Gustavo Romero, an internationally acclaimed pianist, will present the piano sonatas of Ludwig van Beethoven at the University of Lynchburg in a concert series beginning with this month.
The concerts will be held at 7:30 p.m. on Wednesday, September 25, and Friday, September 27, and 3 p.m. Sunday, September 29, in Sydnor Performance Hall. Admission is free and open to the public.
The September performances are the beginning of a larger series celebrating the upcoming 250th anniversary of the classical composer’s birth in 1770. Romero will play about half of Beethoven’s 32 sonatas, but Lynchburg music professors hope to host him again next year for the remainder of the sonatas.

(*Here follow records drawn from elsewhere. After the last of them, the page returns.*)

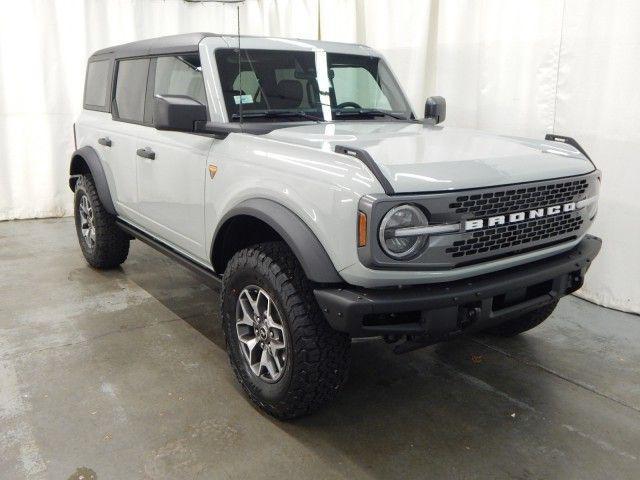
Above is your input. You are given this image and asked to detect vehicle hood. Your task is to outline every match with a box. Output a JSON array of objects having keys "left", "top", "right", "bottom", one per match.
[{"left": 266, "top": 121, "right": 594, "bottom": 193}]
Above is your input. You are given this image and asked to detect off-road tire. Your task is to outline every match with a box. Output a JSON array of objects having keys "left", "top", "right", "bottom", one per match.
[
  {"left": 73, "top": 174, "right": 130, "bottom": 269},
  {"left": 220, "top": 242, "right": 351, "bottom": 419},
  {"left": 482, "top": 300, "right": 558, "bottom": 337}
]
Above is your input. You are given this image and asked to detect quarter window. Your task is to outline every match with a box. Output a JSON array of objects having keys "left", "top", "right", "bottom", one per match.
[
  {"left": 115, "top": 58, "right": 149, "bottom": 122},
  {"left": 84, "top": 60, "right": 111, "bottom": 109}
]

These concerts provide a rare opportunity to hear a master of the piano perform works by a groundbreaking composer who made the art form his own, music professor Dr. F. Johnson Scott III said.
A sonata typically begins and ends with fast movements with a slower movement between them, but “Beethoven broke those norms,” Scott said. “His ‘Moonlight Sonata’ is a great example. It starts with a very slow, contemplative movement.

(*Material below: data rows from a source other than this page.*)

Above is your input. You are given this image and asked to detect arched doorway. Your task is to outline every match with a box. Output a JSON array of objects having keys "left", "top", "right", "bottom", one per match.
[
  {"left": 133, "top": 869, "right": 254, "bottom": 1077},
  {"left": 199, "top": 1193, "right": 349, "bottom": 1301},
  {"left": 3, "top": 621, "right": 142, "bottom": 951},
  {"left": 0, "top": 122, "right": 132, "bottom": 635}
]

“His early sonatas are very typical to the classical period, but his later sonatas enter the romantic period. There were a lot of changes in his composition styles as he started to lose his hearing. … He was kind of the introduction of the romantic period, in terms of the piano. He did things no one had ever done.”
In the Lynchburg concerts, Romero will move somewhat chronologically through Beethoven’s sonatas.
Romero’s performances have been described as “authoritative, incontrovertibly Beethovenian” by the Los Angeles Times. A native of San Diego, he has performed with the world’s leading orchestras, including the New York Philharmonic, Atlanta Symphony, the Boston Pops Orchestra, and Philharmonia Hungarica. He is performing his series of Beethoven’s sonatas in Europe, Asia, and South Africa, as well as other locations in the U.S.